If one fully understands a particular RNA shape space it should be possible to predict which 
sequences belong to it and which do not. Such a test would ideally be applied to possible ancestral 
sequences to insure their reasonableness. In attempting to make such predictions, three types of 
information would seem to be most relevant. The first requirement is structural information - 
preferably at atomic resolution for at least one sequence. The next item would be to have knowledge 
of how each point change individually effects validity in one sequence.
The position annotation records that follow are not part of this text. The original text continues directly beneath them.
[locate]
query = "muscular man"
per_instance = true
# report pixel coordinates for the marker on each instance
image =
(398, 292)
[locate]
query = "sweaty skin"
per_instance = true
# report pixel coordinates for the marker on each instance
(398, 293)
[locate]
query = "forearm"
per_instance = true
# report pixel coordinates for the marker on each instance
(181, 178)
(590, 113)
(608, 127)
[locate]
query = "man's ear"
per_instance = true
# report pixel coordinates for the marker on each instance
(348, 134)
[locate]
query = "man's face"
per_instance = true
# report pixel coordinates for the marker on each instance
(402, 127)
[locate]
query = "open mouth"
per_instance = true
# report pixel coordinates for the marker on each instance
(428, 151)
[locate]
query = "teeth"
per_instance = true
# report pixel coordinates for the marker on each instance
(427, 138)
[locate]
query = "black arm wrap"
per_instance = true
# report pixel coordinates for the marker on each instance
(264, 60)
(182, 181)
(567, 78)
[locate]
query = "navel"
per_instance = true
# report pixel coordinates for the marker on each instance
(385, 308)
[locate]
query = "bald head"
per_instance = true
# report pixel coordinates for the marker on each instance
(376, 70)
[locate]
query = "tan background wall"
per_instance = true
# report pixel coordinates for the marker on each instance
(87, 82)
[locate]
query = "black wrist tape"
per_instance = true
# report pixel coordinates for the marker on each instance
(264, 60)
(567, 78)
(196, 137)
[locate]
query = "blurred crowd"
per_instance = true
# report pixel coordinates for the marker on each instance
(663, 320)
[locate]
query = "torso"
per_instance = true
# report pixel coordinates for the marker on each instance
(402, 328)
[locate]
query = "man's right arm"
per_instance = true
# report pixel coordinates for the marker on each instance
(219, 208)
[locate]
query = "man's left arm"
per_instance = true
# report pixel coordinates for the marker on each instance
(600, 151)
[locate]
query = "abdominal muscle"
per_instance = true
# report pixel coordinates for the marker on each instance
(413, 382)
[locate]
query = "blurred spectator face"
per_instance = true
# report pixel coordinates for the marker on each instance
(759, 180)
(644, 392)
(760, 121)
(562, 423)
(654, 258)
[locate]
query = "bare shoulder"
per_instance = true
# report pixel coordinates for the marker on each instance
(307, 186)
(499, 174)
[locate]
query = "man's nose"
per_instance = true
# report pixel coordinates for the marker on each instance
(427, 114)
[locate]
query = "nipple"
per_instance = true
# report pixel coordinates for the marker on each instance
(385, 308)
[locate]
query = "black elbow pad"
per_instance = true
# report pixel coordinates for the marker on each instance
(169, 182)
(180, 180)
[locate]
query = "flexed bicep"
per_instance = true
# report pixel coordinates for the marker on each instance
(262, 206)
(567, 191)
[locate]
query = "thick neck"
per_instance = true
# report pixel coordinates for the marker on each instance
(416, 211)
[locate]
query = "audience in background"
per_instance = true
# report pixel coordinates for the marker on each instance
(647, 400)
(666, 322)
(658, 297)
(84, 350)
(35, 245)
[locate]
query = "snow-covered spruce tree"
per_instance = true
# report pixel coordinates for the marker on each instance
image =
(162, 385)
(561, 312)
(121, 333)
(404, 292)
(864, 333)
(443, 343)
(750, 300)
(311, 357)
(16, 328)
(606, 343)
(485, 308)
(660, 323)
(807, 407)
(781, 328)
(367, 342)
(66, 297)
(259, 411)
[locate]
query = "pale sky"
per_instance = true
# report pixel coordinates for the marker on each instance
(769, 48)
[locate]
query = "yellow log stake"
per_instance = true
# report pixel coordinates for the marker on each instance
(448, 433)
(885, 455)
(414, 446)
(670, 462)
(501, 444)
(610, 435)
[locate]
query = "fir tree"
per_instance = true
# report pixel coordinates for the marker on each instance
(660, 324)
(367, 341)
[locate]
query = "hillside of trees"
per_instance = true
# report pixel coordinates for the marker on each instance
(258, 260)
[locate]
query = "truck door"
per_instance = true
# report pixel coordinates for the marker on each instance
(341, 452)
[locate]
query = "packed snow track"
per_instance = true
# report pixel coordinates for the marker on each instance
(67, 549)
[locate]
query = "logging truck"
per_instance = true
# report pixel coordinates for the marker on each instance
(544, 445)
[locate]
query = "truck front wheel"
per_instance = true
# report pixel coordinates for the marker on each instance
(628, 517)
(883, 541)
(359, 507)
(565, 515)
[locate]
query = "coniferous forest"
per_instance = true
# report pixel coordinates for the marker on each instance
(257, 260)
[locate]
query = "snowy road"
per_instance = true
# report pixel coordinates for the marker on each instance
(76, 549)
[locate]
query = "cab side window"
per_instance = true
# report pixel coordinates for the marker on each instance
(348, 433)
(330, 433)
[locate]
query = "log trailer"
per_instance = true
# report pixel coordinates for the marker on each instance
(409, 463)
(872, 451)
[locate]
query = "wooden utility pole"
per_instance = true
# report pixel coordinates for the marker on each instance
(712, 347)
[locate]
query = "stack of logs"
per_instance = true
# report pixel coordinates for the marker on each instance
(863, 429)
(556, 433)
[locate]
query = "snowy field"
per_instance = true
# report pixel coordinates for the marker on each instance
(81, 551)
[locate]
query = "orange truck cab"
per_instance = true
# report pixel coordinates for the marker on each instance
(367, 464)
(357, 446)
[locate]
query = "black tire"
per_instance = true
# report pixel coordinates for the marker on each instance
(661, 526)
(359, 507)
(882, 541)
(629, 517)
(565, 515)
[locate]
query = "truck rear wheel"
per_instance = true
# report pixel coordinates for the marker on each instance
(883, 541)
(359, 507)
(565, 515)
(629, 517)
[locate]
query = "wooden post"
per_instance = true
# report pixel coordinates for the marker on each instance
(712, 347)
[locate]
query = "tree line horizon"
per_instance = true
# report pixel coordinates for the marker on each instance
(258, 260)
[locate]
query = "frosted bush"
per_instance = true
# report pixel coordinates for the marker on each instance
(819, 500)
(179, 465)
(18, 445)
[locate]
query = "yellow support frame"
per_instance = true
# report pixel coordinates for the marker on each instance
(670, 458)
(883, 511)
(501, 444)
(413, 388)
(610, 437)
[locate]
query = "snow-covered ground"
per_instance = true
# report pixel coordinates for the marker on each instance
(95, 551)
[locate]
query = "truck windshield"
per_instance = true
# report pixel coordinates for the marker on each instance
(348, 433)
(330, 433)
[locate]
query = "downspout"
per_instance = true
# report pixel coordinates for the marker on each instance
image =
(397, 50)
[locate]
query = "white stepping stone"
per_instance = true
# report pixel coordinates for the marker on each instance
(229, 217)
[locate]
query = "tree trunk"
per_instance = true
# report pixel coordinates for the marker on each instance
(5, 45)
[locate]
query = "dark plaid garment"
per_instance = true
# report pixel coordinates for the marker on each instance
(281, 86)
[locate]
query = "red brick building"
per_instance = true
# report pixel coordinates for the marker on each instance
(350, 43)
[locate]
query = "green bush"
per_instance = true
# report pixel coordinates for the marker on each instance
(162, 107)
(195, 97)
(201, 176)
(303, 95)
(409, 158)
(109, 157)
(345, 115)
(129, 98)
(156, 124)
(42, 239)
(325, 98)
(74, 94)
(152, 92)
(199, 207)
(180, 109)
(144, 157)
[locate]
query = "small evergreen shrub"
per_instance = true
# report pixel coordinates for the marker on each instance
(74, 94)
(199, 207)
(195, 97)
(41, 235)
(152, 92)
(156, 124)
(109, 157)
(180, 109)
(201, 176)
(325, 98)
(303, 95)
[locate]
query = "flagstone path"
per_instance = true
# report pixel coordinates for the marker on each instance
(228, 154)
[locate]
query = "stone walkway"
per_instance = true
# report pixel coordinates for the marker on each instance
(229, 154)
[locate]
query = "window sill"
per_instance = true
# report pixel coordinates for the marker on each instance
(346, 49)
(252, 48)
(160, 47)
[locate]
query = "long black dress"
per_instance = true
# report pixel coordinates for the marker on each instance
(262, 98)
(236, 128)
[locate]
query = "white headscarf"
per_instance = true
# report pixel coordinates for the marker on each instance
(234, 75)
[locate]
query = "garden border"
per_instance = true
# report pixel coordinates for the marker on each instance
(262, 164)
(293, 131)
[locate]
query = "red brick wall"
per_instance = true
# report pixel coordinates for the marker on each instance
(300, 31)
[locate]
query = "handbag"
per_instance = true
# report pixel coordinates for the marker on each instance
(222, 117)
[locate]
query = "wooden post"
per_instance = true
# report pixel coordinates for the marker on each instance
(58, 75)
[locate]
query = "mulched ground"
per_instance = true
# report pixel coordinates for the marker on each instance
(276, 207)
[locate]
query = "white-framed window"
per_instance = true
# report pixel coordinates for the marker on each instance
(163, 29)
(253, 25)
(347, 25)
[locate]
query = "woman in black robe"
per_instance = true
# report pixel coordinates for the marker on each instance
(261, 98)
Finally, comparative data- 
examples of valid sequences from as many naturally occurring organisms as possible in the local 
region of the shape space where predictions will be made. During the course of the project we sought 
principles that would facilitate predictions about various mutations basede on insights readily 
obtainable from comparative data.. 

One such principle is that mutations frequently accepted by closely related sequences are 
probably valid throughout much of an RNA sequence space. In the Vibrio cluster there are 15 
positions that differ from the consensus sequence in at least 5 organisms and another 10 positions that 
differ in at least 3 positions. Six of these variant positions involve Watson-Crick base- pairs and in 
those cases the two changes always occur together. If one examines another cluster of sequences of 
similar phylogenetic diversity, e.g. a Bacillus cluster, one similarly sees variable positions but not the 
same ones. One's intuition is that these variable positions are "in play" and that these consistently seen 
changes will usually be valid throughout at least the local region of sequence space covered by the 
organisms that define the cluster. Thus, in the case of the Vibrio cluster one would intuitively surmise 
that when known "Vibrio variants" are separately introduced into V. proteolyticus, that they would 
have a very high probability of resulting in valid sequences. During the past year we tested this 
hypothesis by completing the construction of all of the relevant mutants to test this hypothesis. With 
the exception of one change, all of these mutants supported the hypothesis. These results support 
the hypothesis that changes which frequently occur within a local region of sequence space 
have a very high probability of being accepted in any functional sequence in that region of 
sequence space. 

A second principle would appear to be as follows: Variants that are invalid in the standard 
sequence will usually only be found in other members of the shape space if there is also a 
compensating mutation. V. proteolyticus variants that are invalid in the E. coli cellular milieu do not 
occur naturally in other sequences in the Vibrio cluster. However, some of these "unexpected" 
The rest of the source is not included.